Working with Method Finder was one of the examples I used as inspiration for trying to "sketch" a language where the idea was I could "program by suggestion," which I described in an earlier comment here (https://news.ycombinator.com/item?id=11945188).


> it can find things like the "sine function" via examples of inputs and outputs

I really like the idea, and reading through comments this question came to my mind.

Names are important for us. They synthesize what a "thing" is, and they help us organize knowledge.

So even though it might be true that for computers names are not that important (i can describe what i want), i believe they are for us, humans, when trying to understand a given system.

We grow systems both for humans and for computers.

What's your take on this? How would you find balance between the two?


Thanks, Alan. I guess sometimes is hard to think about that level of scaling when working on the industry... or at least in projects that are not that massive.

I assume your are talking in the lines of "call by meaning" when you mention that names are relatively local, right?

As for "send processes rather than messages", isn't that what objects are about?

I mean...sending the real thing, not just "data" as part of a message. That reminds me of the Burroughs 220 and "delivering video + codec together" example you mention in your talks.


Modularity is: what is the minimum you need to know to make use of a module, and what is the minimum that a module needs to know to help you?

Making this good is one of the secrets of scaling


Im afraid I'm missing the point about "sending processes rather than messages".

The modularity thing sounds pretty much to well designed objects to me, but it seems that you're trying to make a difference between that and processes.

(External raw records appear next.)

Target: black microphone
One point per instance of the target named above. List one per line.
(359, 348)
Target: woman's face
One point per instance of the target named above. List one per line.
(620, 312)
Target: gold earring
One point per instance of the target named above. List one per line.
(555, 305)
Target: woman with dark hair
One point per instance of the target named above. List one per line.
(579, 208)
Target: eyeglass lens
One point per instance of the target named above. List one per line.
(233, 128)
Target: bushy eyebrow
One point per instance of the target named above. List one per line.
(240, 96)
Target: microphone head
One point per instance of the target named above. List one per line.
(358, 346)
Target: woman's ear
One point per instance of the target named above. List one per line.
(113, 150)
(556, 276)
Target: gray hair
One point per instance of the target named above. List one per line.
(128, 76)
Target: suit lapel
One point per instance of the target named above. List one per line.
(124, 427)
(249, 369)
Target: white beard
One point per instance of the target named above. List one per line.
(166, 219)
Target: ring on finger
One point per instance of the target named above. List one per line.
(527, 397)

What do you have in mind or, better said, which could be a concrete example of it?


The question is whether a "message" has enough "stuff" to reify into a real process (so it can help interpretation and negotiation) or whether the receiver has to do all the work (and thus perhaps has to know too much for graceful scaling of the system).

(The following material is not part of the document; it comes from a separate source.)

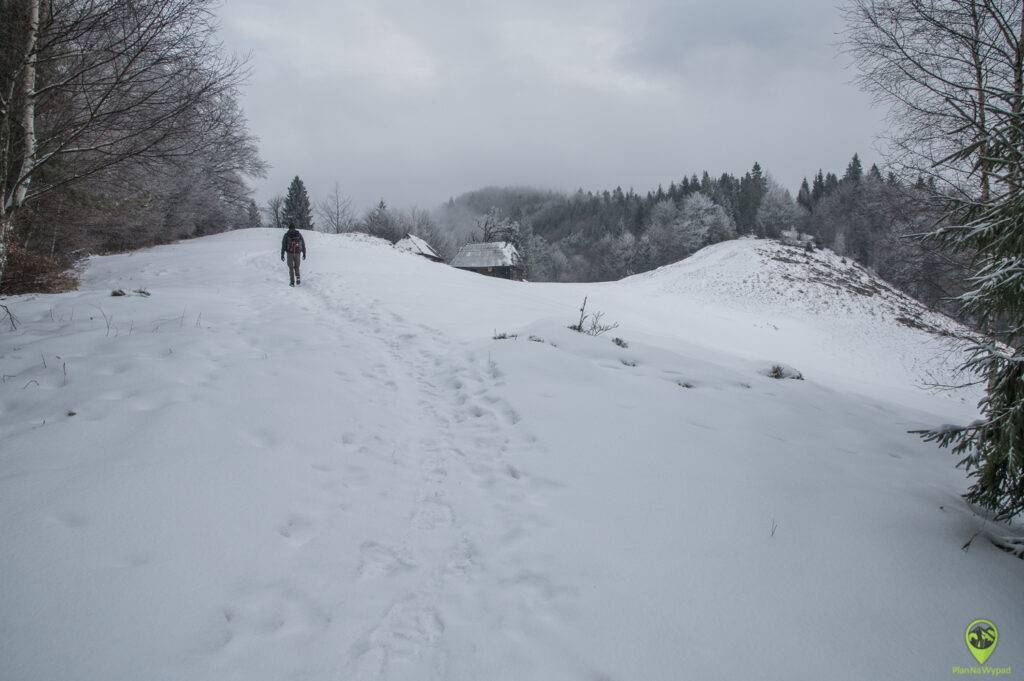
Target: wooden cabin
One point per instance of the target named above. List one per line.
(413, 244)
(499, 259)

I know I'm stuck in a box here. The other way around would be:

- what if we cant send processes instead of messages? - what are we missing? - which things cannot be done?

Pretty much what we have nowadays.

I find it hard to understand how sending processes (assuming they're not only objects but the context in which they live) help scaling the system.

Which example are you thinking of, that i cannot because I'm lacking this idea of processes rather than messages?


How would we communicate with an alien civilization? How would we establish a common frame of reference from which to establish a communication protocol. Think along those lines...


Re. consider "send processes rather than messages"

Interesting thought to ponder!... What came to mind is Smalltalk-80 kind of did that, though the processes (blocks) were not in the "driver's seat" of the interaction. They came as "payload."


Smalltalk and Lisp (via CLOS) would still be my top two choices... haven't come across anything better yet.